User-Agent: braintree/android/2.5.5-SNAPSHOT
Accept-Language: cs

and that translated to these headers which were actually wired over to Braintree server:

User-Agent: braintree/android/2.5.5-SNAPSHOT
Accept-Language: cs
Host: api.braintreegateway.com
Connection: Keep-Alive
Accept-Encoding: gzip

These two lines are the only technical difference between 2.5.4 and the OkHttp3 fork:

Host: api.braintreegateway.com
Connection: Keep-Alive

And both are irrelevant.

[lkorth]

There has been no change in response handling on the server.

Given that the Accept header is not strictly necessary to include in these requests and that we have been unable to reproduce this issue on any device or emulator, I've removed the additional header.

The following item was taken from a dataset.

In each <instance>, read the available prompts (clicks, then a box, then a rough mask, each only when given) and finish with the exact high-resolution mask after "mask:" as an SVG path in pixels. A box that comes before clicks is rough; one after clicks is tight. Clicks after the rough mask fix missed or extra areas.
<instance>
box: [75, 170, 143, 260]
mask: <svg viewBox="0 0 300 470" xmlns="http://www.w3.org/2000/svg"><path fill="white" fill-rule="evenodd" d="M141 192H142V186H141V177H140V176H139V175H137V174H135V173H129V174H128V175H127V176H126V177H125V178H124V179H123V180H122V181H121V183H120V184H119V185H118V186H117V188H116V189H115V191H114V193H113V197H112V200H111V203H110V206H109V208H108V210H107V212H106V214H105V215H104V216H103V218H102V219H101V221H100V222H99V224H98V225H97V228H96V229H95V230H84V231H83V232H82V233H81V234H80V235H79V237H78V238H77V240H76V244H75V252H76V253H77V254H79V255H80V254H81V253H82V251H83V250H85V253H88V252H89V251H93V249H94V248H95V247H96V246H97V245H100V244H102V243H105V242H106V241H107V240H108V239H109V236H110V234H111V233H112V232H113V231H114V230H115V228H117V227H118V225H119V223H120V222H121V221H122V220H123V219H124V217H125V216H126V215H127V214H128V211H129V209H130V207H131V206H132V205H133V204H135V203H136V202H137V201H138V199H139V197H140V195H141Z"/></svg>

You'll be able to use 2.5.5-SNAPSHOT without the header as soon as this travis build completes.

[consp1racy]

Thanks, it works for now. I don't like the idea we dismiss this without finding the cause. Is there a way I can make one of those broken calls in a controlled fashion, so you can intercept the call on server and figure out why it's responding with a 400 code?

[lkorth]

We're working on several changes to the service that handles these requests so it's probably best to wait until that's done before testing it further with the accept header.

[sdcoffey]

Hey @consp1racy,

As a quick update, we've completed the changes to the server that handles configuration requests as @lkorth mentioned above. If you'd like to retest this request with the Accept header, you may do so now. Keep us updated and let us know if there's anything else we can do here.

[crookedneighbor]

Looks like this has been resolved, so I'm going to close it now. Feel free to comment here if that is not the case.